Hopefully, all will become clear in the season finale of "Loki," but personally, I'm wondering if we're headed for a paradoxical catch-22 situation. Perhaps the TVA chose these agents because they chose it after Loki met them in their branch timelines. He Who Remains could have something to do with it, but maybe this random assortment of people only matters because Loki says they did — because they already meant something to him.

This random group might not be so random

If that is the case, life-and-death circumstances — or something in that TVA handbook no one ever reads — could lead Don and the others to agree to join the TVA, lose their memories, and start playing the roles they seemed to have originated decades or even centuries before viewers (and Loki) first met them. Does it make sense? Not entirely, but then again, not everything in this season of "Loki" has made sense. A paradox would be an emotionally satisfying conclusion, though, as it would mean each person did have free will at one point, just like Loki told Sylvie. Unfortunately, though, viewers can't forget the lives we've seen these people lead, and Don in particular has a lot to lose if he becomes Mobius.

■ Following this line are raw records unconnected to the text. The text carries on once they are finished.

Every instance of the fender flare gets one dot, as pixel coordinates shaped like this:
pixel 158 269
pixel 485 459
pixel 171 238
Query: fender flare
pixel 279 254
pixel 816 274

If He Who Remains chose this team, like Sylvie thinks he did, it seems more possible that they'd be able to get back to their non-TVA lives somehow. But why would he have chosen them in the first place? As we see in this episode, each character possesses a uniquely helpful trait: Don has a knack for amiable persuasion, Frank has the ability to get out of any sticky situation, Dr. Morris provides compassionate care, and Dr. A.D. Doug has a highly scientific imagination. Combine these qualities with Sylvie's realism and Loki's optimism (and, you know, godly abilities) and this may just be the perfect group to handle whatever comes next. What that is, we can't say for certain, but like all of life's mysteries, it'll be easier to face with friends — which Loki finally truly has.

New episodes of "Loki" stream Thursdays on Disney+.